Project 2: Conversation Episode Store

Build a storage system that captures conversations as “episodes” with embeddings, timestamps, and metadata—the foundation for episodic memory in AI agents.

Quick Reference

Attribute Value
Difficulty Level 2: Intermediate
Time Estimate 1 week (15-20 hours)
Language Python (Alternatives: TypeScript, Go)
Prerequisites Project 1 (graph basics), vector embeddings understanding, async Python
Key Topics Episodic memory, vector embeddings, chunking strategies, time-series data, hybrid storage

1. Learning Objectives

By completing this project, you will:

  1. Understand the difference between episodic and semantic memory in AI systems.
  2. Design a storage schema that captures both raw conversations and their embeddings.
  3. Implement efficient chunking strategies for conversation data.
  4. Build a retrieval system that combines recency and semantic similarity.
  5. Create the foundation for temporal queries (“what did we discuss last week?”).

2. Theoretical Foundation

2.1 Core Concepts

  • Episodic Memory: Stores specific events/experiences with temporal context. In AI, this means raw conversation turns with timestamps, not just extracted facts.

  • Vector Embeddings: Dense numerical representations of text that capture semantic meaning. Similar texts have similar vectors (close in embedding space).

  • Chunking Strategy: How you split conversations affects retrieval quality. Options: by turn, by time window, by topic shift, by token count.

  • Hybrid Storage: Combining graph (relationships), vector (semantics), and traditional (metadata) storage for complete memory.

2.2 Why This Matters

Raw conversations contain nuance that extracted facts lose:

  • Tone and sentiment (“user was frustrated”)
  • Context (“this was discussed after the meeting”)
  • Uncertainty (“user mentioned they might change their mind”)

Episodic memory preserves this richness for later retrieval and synthesis.

2.3 Common Misconceptions

  • “Just store everything in vectors.” Vectors alone lose structure, time, and exact wording.
  • “Chunking doesn’t matter.” Poor chunking fragments context and hurts retrieval.
  • “Recency is enough.” Users often ask about semantically relevant old conversations.

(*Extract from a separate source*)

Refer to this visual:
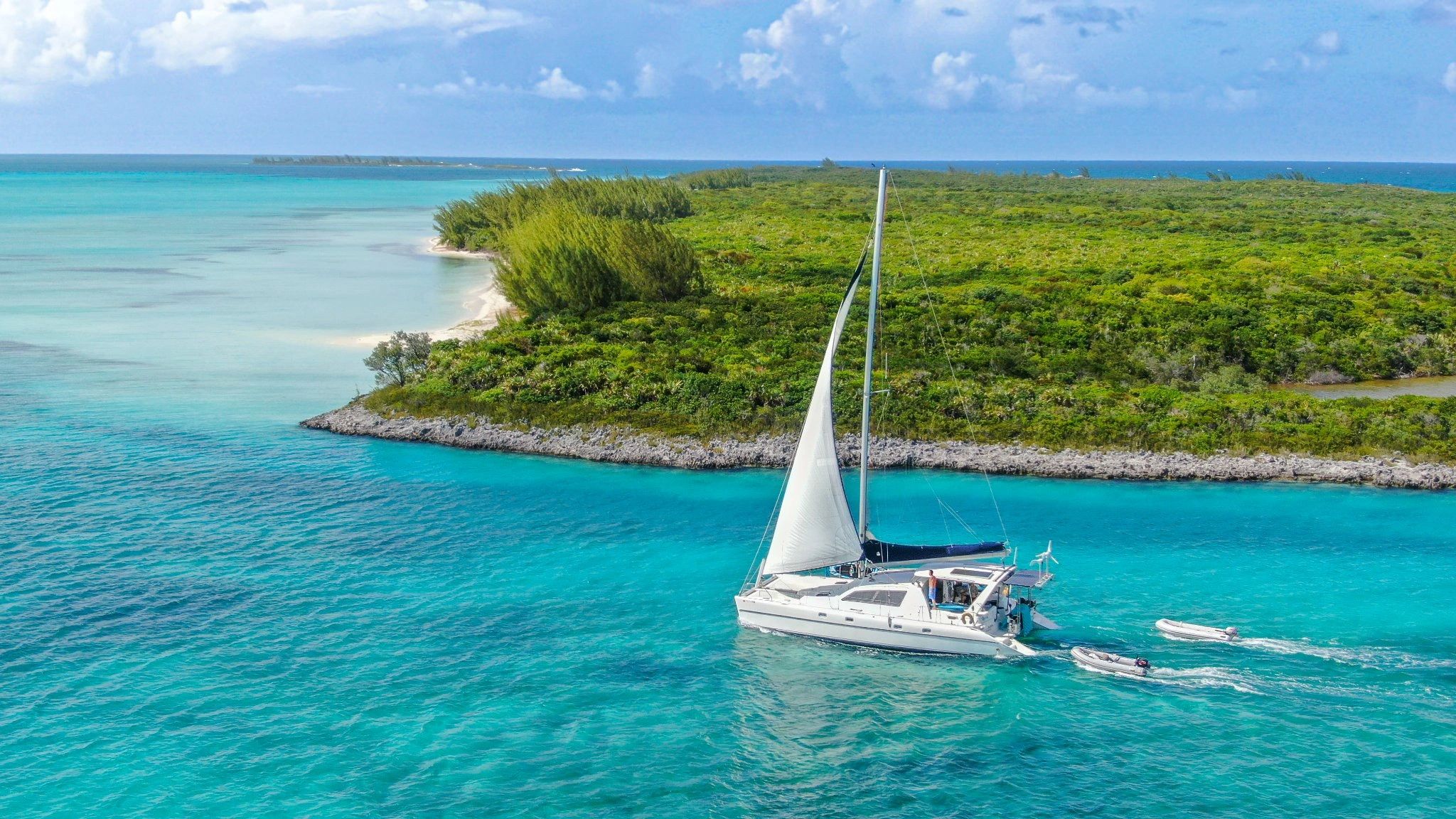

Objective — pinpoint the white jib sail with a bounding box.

2.4 ASCII Diagram: Episode Structure

CONVERSATION SESSION
====================

┌────────────────────────────────────────────────────────┐
│ Session: sess_001                                      │
│ Started: 2024-12-15T10:00:00Z                         │
│ User: user_123                                         │
└────────────────────────────────────────────────────────┘
         │
         ▼
┌─────────────────┐   ┌─────────────────┐   ┌─────────────────┐
│ Episode 1       │   │ Episode 2       │   │ Episode 3       │
│ Turns: 1-5      │──▶│ Turns: 6-12     │──▶│ Turns: 13-18    │
│ Time: 10:00-02  │   │ Time: 10:03-08  │   │ Time: 10:09-15  │
│ Topic: greeting │   │ Topic: API help │   │ Topic: debugging│
│                 │   │                 │   │                 │
│ ┌─────────────┐ │   │ ┌─────────────┐ │   │ ┌─────────────┐ │
│ │ Embedding   │ │   │ │ Embedding   │ │   │ │ Embedding   │ │
│ │ [0.12, ...] │ │   │ │ [0.45, ...] │ │   │ │ [0.78, ...] │ │
│ └─────────────┘ │   │ └─────────────┘ │   │ └─────────────┘ │
└─────────────────┘   └─────────────────┘   └─────────────────┘

3. Project Specification

3.1 What You Will Build

A Python library and CLI for storing and retrieving conversation episodes:

  • Store conversations as episodes with embeddings
  • Retrieve by recency, semantic similarity, or both
  • Support multiple users/sessions
  • Export episodes for analysis

3.2 Functional Requirements

  1. Store episode: store.add_episode(session_id, turns, metadata)
  2. Retrieve by recency: store.get_recent(user_id, limit=10)
  3. Retrieve by similarity: store.search(query, user_id, top_k=5)
  4. Hybrid retrieval: store.retrieve(query, user_id, recency_weight=0.3)
  5. List sessions: store.get_sessions(user_id)
  6. Export session: store.export(session_id, format='json')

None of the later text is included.